Federal judge to decide next week on Handel’s franchisee dispute
A federal judge said she’ll have a decision next week on granting an injunction to Handel’s Homemade Ice Cream and Yogurt to keep an ice cream parlor run by a California franchisee, but not affiliated with the company, from staying open.
Judge Benita Y. Pearson of the U.S. District Court said at the start of the hearing Wednesdaythat she was inclined to grant the preliminary injunction.
Kenneth Schulenburg, who operates a Handel’s franchise in Encinitas, Calif., opened a Cali Cream ice cream store Tuesday in downtown San Diego.
Handel’s legal complaint argues that Schulenburg, his business partner Juliana Ortiz and their company Moonlight 101 Inc. can’t operate the San Diego store without improperly using Handel’s trade secrets, which include recipes and techniques.

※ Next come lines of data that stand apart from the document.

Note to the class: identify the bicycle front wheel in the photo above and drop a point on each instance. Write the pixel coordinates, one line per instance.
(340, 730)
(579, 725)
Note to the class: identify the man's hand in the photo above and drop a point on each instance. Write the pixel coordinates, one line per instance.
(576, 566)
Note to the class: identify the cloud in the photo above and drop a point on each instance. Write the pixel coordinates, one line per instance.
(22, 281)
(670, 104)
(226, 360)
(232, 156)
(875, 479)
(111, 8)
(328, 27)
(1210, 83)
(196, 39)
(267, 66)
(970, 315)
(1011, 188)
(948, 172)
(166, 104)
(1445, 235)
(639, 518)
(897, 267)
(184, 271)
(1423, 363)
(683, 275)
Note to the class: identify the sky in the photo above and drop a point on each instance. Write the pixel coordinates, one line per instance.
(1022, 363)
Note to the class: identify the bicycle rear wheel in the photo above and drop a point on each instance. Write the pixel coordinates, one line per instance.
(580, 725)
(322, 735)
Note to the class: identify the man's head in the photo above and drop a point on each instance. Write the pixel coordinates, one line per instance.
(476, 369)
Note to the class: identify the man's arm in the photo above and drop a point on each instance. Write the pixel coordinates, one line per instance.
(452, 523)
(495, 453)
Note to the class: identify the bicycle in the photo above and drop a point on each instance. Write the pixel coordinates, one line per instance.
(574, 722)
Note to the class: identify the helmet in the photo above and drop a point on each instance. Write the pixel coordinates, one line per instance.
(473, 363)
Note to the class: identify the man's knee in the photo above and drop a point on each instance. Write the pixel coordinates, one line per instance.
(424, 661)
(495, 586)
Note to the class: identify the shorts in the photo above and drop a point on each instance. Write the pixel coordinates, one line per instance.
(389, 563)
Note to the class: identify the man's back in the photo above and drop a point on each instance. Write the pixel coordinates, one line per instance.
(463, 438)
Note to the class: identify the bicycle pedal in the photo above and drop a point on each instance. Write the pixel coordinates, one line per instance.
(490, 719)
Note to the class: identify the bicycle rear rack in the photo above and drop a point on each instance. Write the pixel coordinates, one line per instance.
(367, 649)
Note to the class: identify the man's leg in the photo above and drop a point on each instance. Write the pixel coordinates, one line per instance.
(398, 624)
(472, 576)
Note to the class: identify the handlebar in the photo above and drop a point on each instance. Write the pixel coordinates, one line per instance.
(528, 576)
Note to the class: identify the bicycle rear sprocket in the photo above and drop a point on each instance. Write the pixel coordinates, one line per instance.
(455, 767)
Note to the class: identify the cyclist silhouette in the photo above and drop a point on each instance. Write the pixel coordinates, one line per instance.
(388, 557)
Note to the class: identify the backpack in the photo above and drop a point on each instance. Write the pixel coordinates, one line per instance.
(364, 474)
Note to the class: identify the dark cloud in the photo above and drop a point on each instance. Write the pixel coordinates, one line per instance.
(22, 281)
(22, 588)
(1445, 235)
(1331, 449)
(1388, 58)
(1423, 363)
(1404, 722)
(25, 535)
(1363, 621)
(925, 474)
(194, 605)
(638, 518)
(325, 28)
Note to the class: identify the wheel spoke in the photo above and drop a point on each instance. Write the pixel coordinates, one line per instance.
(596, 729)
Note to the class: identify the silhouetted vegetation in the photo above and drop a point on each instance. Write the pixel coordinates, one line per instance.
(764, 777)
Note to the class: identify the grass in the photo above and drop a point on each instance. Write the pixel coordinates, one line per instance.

Handel’s is entitled to the injunction, said Andrew Shapiro, company lawyer, to stop the stealing of its “valuable trademarks.”
But R. Michael Ghilezan, Schulenburg’s attorney, said the two stores are operated as separate entities.
Both sides want to end the franchise agreement but have been unable to come to an agreement.
To close Cali Cream now would bring financial disaster to the store’s owners as well as the lay off of employees, Ghilezan said.
But Judge Pearson said Schulenburg knew this case was pending when he opened the business.